Oil-reliant MENA in the spotlight

The situation will create challenges for the MENA region, where the oil and gas sector is the most important in many economies. The region now faces the dual shock of having to deal with the coronavirus pandemic and the recent collapse in oil prices.

According to the World Bank, the two shocks of COVID-19 and the oil price collapse are intertwined, yet distinct. “On one hand, the demand component of the oil shock is linked to the sharp reduction in oil consumption stemming from precautionary measures to stop the spread of the virus, including lockdowns, which have brought economies around the world to a standstill,” it noted. 

“Once the spread of the virus is stopped, the preventive measures at the root of the economic recession will be rolled back. The speed of that recovery will depend on how swiftly and decisively governments take measures to mitigate the economic and financial dislocations from the health crisis. But the supply component of the oil shock is likely to be persistent and drive oil prices lower for longer. The two shocks differ in their duration but also their likely potential consequences and associated risks of inaction,” the organisation added.

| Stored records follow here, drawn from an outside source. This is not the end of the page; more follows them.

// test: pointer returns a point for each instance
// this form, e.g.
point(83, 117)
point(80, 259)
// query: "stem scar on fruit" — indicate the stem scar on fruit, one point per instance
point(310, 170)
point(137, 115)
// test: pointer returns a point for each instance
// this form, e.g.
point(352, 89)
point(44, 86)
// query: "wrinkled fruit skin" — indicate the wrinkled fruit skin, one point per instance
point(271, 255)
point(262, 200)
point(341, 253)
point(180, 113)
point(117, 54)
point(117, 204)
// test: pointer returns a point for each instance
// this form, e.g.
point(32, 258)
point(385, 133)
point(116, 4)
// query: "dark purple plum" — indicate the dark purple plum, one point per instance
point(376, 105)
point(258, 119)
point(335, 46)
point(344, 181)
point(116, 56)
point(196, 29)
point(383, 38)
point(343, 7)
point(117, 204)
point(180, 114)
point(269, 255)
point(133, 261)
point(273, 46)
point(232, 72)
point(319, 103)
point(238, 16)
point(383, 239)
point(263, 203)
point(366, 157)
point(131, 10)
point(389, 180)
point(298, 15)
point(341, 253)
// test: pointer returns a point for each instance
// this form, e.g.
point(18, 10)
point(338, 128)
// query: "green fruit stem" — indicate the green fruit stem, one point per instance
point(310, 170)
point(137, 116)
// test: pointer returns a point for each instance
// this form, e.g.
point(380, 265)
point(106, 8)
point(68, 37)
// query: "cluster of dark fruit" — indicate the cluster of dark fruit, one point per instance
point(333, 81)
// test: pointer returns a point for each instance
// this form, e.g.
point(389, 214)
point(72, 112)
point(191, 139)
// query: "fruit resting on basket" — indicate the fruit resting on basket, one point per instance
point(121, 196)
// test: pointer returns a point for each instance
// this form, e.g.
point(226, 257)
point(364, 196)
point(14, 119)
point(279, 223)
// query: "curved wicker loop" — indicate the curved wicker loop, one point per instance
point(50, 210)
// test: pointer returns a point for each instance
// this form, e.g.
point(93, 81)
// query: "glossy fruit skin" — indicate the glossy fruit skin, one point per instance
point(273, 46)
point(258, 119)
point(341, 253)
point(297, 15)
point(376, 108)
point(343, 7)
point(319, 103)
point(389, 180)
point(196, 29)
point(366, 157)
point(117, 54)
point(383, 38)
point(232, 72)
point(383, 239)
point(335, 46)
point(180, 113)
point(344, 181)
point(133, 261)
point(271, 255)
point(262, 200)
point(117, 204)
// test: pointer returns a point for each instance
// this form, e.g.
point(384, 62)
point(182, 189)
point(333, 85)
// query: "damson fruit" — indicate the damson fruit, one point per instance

The World Bank also notes that in MENA it is likely that “lower oil prices will hurt both importers and exporters - exporters directly and importers indirectly from reduced foreign direct investment, remittances, tourism, and grants from exporters. Some countries, such as those in the Gulf Cooperation Council, still have buffers and should use them. Other oil-exporting countries, such as Algeria and Iran, are exhausting their buffers and will have to rely on flexible exchange rates to manage the current situation and conduct much needed reforms in private-sector development and broader economic transformation.” 

It’s clear that the pandemic will not only impact oil markets, but increase unemployment and poverty, widen public deficits, lead to numerous personal and corporate bankruptcies, and have a lasting negative impact on Middle Eastern economies and societies. In MENA, despite diversification efforts, oil is not just a commodity, it is the life of the economy. 

Going forward, when considering investments in energy stocks, market players should pay close attention to any developments linked to the pandemic. Signs of a resurgence or a significant second wave of infection would put a dampener of any sector recovery, while positive news on a vaccine against COVID-19, meanwhile, would certainly help the ailing tourism and travel industry. It is also important to pay very close and constant attention to oil market statistics – not just demand, but inventories, supply levels and any OPEC or major player action. Like in any crisis, there are opportunities. 

Oil stocks have taken a battering since the pandemic caused havoc around the world - with cheap valuations around, there may bargains to find. On the other hand, investors may want to tackle this issue in a totally different way and consider alternative energy stocks, and renewables in particular, with the IEA expecting investments in the latter to reach around US$10 trillion by 2040.